For the last 18 months, the RSS Advisory Board has been drafting a set of best-practice recommendations for RSS. Working with the developers of browsers such as Microsoft Internet Explorer and Mozilla Firefox, aggregators such as Bloglines and Google Reader, and blogging tools including Movable Type, we've looked for areas where questions about the RSS format have led to differences in how software has been implemented to produce and consume RSS feeds.
The result of our work is the RSS Profile. The lead authors are James Holderness, Randy Charles Morin, Geoffrey Sneddon and myself.
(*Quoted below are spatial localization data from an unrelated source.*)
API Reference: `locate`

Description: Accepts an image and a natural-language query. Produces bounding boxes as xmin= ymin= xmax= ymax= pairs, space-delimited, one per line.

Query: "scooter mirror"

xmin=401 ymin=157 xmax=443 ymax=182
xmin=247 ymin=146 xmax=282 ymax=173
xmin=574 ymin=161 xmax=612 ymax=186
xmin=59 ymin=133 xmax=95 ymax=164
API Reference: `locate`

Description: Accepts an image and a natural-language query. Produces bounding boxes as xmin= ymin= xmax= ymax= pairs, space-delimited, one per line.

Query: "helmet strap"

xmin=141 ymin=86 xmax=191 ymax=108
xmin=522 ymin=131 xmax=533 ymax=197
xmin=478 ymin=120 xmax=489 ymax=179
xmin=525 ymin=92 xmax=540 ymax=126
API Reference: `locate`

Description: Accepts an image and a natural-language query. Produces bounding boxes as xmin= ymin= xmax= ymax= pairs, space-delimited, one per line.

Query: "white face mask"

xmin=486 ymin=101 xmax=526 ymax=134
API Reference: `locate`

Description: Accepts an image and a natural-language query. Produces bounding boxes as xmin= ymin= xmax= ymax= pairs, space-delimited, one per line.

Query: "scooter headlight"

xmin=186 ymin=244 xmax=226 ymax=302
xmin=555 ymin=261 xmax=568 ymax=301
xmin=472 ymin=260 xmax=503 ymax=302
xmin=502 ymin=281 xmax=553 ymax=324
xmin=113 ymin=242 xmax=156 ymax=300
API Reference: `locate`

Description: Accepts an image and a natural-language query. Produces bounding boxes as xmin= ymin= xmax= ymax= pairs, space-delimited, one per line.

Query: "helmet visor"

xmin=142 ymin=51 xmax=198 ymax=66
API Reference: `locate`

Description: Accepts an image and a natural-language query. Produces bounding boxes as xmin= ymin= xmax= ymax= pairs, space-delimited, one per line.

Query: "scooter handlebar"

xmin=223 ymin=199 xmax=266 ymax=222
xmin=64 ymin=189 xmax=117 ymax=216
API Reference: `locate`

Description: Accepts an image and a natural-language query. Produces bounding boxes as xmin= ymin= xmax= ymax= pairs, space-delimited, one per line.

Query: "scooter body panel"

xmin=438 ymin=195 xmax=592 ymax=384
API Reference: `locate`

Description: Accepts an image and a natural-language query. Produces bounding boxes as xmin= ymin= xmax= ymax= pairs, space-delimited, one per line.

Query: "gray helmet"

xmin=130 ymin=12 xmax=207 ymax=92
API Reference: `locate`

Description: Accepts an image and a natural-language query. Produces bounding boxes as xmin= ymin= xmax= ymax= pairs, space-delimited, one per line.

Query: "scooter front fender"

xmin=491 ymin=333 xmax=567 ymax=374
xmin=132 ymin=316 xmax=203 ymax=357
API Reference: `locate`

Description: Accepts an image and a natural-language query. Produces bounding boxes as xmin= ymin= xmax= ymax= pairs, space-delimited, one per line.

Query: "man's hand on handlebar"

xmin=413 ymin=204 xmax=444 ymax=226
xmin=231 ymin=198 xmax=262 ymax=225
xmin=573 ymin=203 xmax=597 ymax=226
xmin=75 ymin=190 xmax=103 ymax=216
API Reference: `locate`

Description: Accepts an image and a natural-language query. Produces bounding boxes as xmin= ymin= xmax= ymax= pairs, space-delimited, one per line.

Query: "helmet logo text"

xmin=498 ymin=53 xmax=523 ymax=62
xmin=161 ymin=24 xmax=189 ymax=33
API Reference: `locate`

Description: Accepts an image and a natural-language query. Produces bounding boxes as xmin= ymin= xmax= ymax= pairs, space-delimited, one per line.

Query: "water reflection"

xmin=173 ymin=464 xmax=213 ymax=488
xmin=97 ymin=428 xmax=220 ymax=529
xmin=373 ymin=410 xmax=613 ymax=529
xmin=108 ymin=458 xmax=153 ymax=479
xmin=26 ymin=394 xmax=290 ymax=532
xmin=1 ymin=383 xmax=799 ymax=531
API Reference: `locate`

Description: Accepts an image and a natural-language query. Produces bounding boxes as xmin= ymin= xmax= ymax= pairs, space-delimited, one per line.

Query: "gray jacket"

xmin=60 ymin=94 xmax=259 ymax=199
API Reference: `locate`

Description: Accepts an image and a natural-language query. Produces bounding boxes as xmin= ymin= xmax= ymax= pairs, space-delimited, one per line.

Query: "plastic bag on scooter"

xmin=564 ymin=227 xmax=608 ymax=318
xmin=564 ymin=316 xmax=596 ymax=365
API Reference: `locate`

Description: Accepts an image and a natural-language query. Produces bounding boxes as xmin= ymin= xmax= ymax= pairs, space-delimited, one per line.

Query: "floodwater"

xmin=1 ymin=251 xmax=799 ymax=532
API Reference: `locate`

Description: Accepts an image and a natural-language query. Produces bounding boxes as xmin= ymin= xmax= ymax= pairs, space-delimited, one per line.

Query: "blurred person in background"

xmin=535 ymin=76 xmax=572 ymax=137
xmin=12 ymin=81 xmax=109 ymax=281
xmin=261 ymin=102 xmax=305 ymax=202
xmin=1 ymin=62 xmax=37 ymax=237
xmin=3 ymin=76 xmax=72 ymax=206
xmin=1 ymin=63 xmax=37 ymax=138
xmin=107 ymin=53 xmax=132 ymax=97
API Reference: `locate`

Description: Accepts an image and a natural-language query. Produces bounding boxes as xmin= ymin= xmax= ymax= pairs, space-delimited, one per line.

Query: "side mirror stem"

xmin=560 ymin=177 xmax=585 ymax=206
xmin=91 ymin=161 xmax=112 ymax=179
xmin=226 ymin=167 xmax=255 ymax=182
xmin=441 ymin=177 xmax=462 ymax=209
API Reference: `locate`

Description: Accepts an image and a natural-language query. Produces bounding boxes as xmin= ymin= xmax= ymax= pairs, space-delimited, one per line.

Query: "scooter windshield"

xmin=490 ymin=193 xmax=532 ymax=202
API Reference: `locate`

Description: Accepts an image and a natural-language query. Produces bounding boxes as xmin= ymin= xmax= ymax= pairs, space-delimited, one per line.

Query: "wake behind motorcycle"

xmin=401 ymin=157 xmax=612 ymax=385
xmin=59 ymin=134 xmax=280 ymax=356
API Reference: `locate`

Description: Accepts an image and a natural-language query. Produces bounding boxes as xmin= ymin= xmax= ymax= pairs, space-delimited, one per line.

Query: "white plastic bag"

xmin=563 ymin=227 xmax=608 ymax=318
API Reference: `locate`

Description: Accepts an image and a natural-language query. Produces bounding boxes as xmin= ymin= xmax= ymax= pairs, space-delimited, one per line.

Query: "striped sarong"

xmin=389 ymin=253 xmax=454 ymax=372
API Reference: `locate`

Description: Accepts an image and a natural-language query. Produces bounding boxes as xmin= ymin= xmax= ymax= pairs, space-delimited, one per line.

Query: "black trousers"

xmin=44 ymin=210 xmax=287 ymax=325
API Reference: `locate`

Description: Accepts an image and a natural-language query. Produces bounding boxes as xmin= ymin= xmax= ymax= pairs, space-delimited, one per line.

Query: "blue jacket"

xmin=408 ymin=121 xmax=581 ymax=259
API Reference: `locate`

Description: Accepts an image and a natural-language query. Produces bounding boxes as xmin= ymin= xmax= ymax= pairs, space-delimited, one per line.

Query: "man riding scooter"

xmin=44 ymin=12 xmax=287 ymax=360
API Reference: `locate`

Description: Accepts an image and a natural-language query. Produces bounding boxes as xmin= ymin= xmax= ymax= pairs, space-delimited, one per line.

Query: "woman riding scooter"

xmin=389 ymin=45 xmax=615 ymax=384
The profile isn't a set of rules; it's a set of suggestions drafted by programmers and web publishers who've been working with RSS since the format's first release in 1999. Our goal is for the profile to be the second document programmers consult when they're learning how to implement RSS.
The profile tackles some long-standing issues in RSS implementation, including the proper number of enclosures per item, the meaning of the TTL element and the use of HTML markup in character data.
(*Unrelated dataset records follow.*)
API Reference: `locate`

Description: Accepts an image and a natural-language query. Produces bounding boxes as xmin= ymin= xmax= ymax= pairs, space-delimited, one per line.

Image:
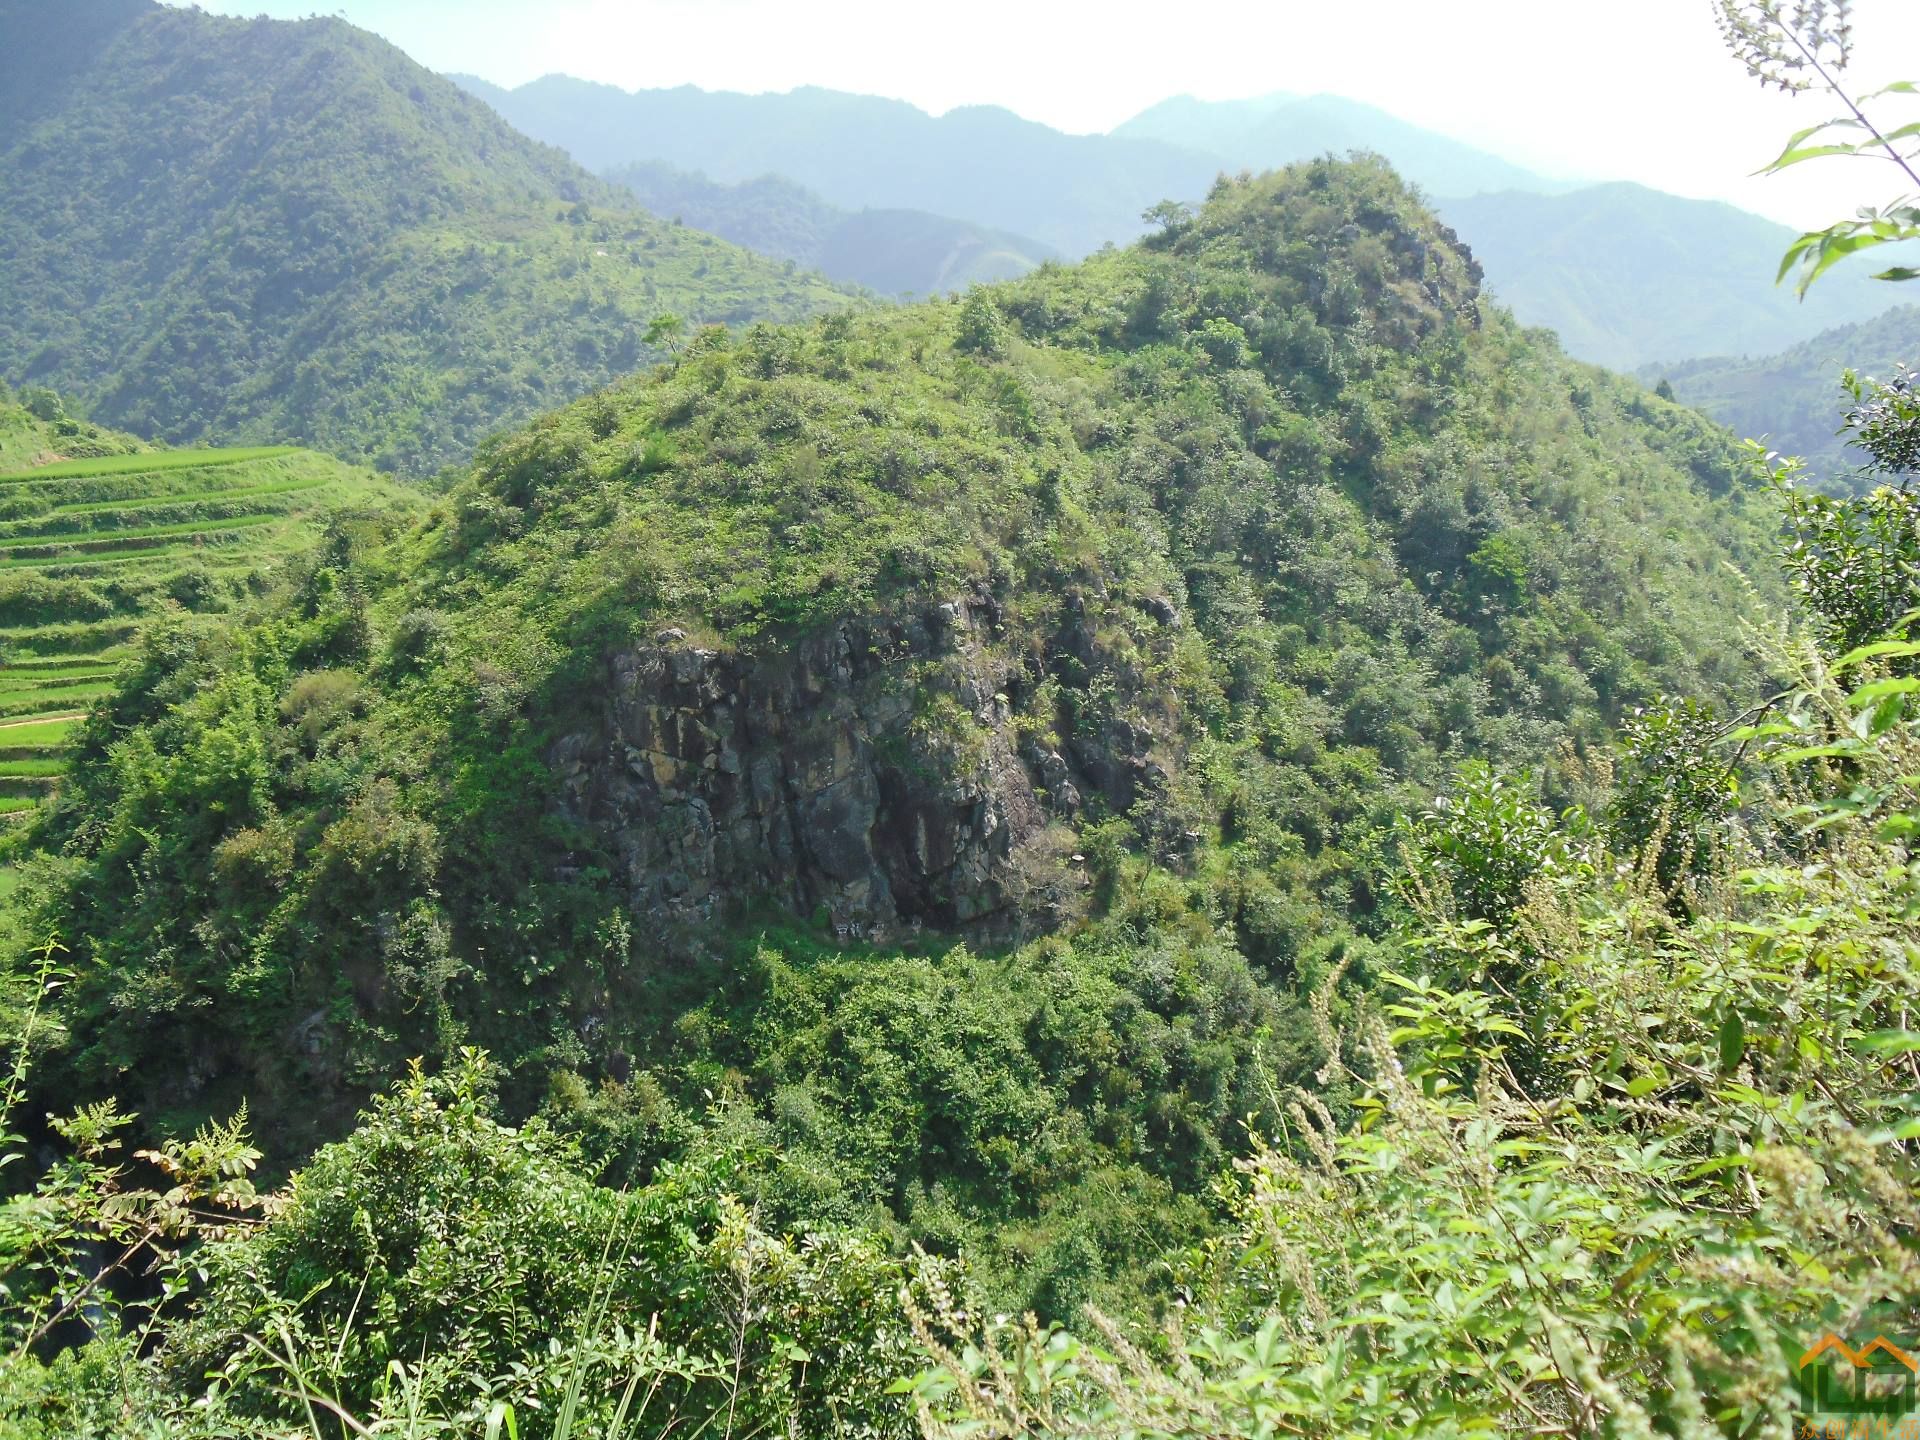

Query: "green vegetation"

xmin=1 ymin=65 xmax=1917 ymax=1434
xmin=8 ymin=3 xmax=1920 ymax=1432
xmin=0 ymin=386 xmax=152 ymax=473
xmin=7 ymin=159 xmax=1779 ymax=1318
xmin=5 ymin=233 xmax=1915 ymax=1440
xmin=0 ymin=1 xmax=850 ymax=475
xmin=0 ymin=719 xmax=78 ymax=752
xmin=906 ymin=338 xmax=1920 ymax=1438
xmin=0 ymin=447 xmax=299 ymax=483
xmin=0 ymin=392 xmax=418 ymax=830
xmin=915 ymin=639 xmax=1920 ymax=1437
In addition to recommendations for the RSS elements documented in the specification, the profile includes advice for four common namespace elements: atom:link, content:encoded, dc:creator and slash:comments.
Morin and I have proposed that the board endorse and publish the RSS Profile, making it available under a Creative Commons Attribution-ShareAlike 2.0 license so that others can build upon and extend it with their own recommendations.
Additionally, we proposed that the following sentence be added to the About this document section of the specification, as a new fifth paragraph: "The RSS Profile contains a set of recommendations for how to create RSS documents that work best in the wide and diverse audience of client software that supports the format."